Gallstones are irregularly assembled small sphere like structures made basically of bile salt and cholesterol; their presence in the gallbladder is known as cholelithiasis. Scientists don´t know what provokes them to advance. Small gallstones normally assemble and pass from the gallbladder into the small intestine without awareness or incident of their presence. The majority of these stones are identified during ultrasound done for other purposes or abdominal Xrays.  Gallstones are not harmful unless they block one of the bile ducts, in which state they can provoke a gallbladder pain, infection and inflammation at the site of the blockage and can provoke the pancreas to become inflamed. Gallbladder pain normally is on the right side of the upper abdomen, though can move to the right shoulder and to the left upper abdomen. Gallstones that shut the pancreatic duct amidst the pancreas and the liver, because of the duct´s location on the upper part of the abdomen, generally shown to be the resource of gallbladder pain feared to be heart attack.

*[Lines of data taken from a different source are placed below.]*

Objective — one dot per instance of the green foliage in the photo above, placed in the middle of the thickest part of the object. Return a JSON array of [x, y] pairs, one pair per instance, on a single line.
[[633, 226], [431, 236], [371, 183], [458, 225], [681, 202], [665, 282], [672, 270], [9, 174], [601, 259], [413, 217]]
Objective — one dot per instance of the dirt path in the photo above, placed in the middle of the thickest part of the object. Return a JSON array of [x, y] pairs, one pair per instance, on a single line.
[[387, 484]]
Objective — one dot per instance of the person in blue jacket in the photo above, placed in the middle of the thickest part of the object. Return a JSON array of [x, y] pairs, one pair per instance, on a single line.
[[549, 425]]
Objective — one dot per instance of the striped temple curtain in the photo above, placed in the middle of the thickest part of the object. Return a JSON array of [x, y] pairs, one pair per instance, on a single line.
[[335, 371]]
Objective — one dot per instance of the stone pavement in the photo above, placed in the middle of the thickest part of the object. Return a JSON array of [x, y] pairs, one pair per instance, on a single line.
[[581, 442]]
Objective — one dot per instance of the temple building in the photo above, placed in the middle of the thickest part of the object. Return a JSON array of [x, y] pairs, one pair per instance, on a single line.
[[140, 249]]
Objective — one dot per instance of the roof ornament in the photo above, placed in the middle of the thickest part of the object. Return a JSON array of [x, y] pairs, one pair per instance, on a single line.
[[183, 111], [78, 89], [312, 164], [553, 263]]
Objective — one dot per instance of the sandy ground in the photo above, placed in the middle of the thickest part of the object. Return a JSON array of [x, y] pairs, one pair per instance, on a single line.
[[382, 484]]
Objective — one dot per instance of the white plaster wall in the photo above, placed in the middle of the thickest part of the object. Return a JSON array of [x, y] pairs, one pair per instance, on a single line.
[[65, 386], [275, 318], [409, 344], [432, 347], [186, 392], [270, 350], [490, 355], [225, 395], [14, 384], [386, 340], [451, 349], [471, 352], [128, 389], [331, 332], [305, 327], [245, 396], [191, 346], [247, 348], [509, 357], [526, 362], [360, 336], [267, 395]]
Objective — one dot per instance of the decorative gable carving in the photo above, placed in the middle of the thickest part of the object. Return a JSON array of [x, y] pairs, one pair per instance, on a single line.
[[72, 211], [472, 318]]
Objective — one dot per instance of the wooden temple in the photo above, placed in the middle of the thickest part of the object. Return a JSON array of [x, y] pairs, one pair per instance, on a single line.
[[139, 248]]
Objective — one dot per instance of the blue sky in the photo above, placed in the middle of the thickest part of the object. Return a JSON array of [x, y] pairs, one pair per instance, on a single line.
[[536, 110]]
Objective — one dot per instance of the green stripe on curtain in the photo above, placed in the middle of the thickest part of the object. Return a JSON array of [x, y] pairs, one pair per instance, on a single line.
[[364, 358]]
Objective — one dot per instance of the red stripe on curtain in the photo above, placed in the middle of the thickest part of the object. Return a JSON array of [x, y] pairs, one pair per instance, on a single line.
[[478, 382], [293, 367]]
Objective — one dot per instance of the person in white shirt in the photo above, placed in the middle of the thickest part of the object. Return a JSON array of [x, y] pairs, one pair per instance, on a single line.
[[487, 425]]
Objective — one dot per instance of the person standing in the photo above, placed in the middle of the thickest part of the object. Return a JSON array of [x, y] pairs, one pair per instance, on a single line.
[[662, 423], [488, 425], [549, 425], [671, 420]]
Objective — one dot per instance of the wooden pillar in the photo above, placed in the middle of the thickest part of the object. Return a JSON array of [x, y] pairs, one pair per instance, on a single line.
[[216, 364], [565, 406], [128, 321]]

Gallstones that cause asymptomatic require no cure. Obstructive stones normally need to be clinically taken off to relieve pain and stop infection from advancing at the side of the blockage. ERCP often times allows the surgeon to spot and remove a gallstone that has become lodged in the normal bile duct for more extensive surgery. When ultrasound shows various gallstones are present, the suggested treatment generally is surgical removal of the gallbladder. Medicines to diffuse gallstones are attainable, though are effective and appropriate only in about a third of men who have gallstones. The most frequently prescribed medicine is ursodeoxxycholic acid; therapy takes one two years and works only on small gallstones. Extracorporeal shock wave lithotripsy, in which high energy ultrasound waves target the gallstone to break it into small fragments, is an option in certain conditions where there is a single, small stone.

Gallstones are less common in men than in women, though are more likely to advance in men who have diabetes, have coronary artery disease, or who take either of the lipid lowering medications gemfibrozil or clofibrate, as these medications decrease blood cholesterol by increasing the cholesterol content of the bile. Men who are obese or who lose more than 20 percent of their body weight by following a very low fat, low calorie diet for longer than three months have increased risk of gallstones as well; as many as a third of men who undergo gastric reduction surgery for weight loss because of extreme obesity develop gallstones within a few years of having had the surgery. Liver disease particularly chronic cirrhosis also increases the risk for gallstones. There also are correlations between cigarette smoking and gall bladder disease and between gallbladder disease and heart disease. Some gallbladder disease develops without the presence of gallstones and, when it occurs in men, is most common in the middle age. The gallbladder may become inflamed following the passage of a gallstones or for no apparent reason. This condition is called cholecystitis.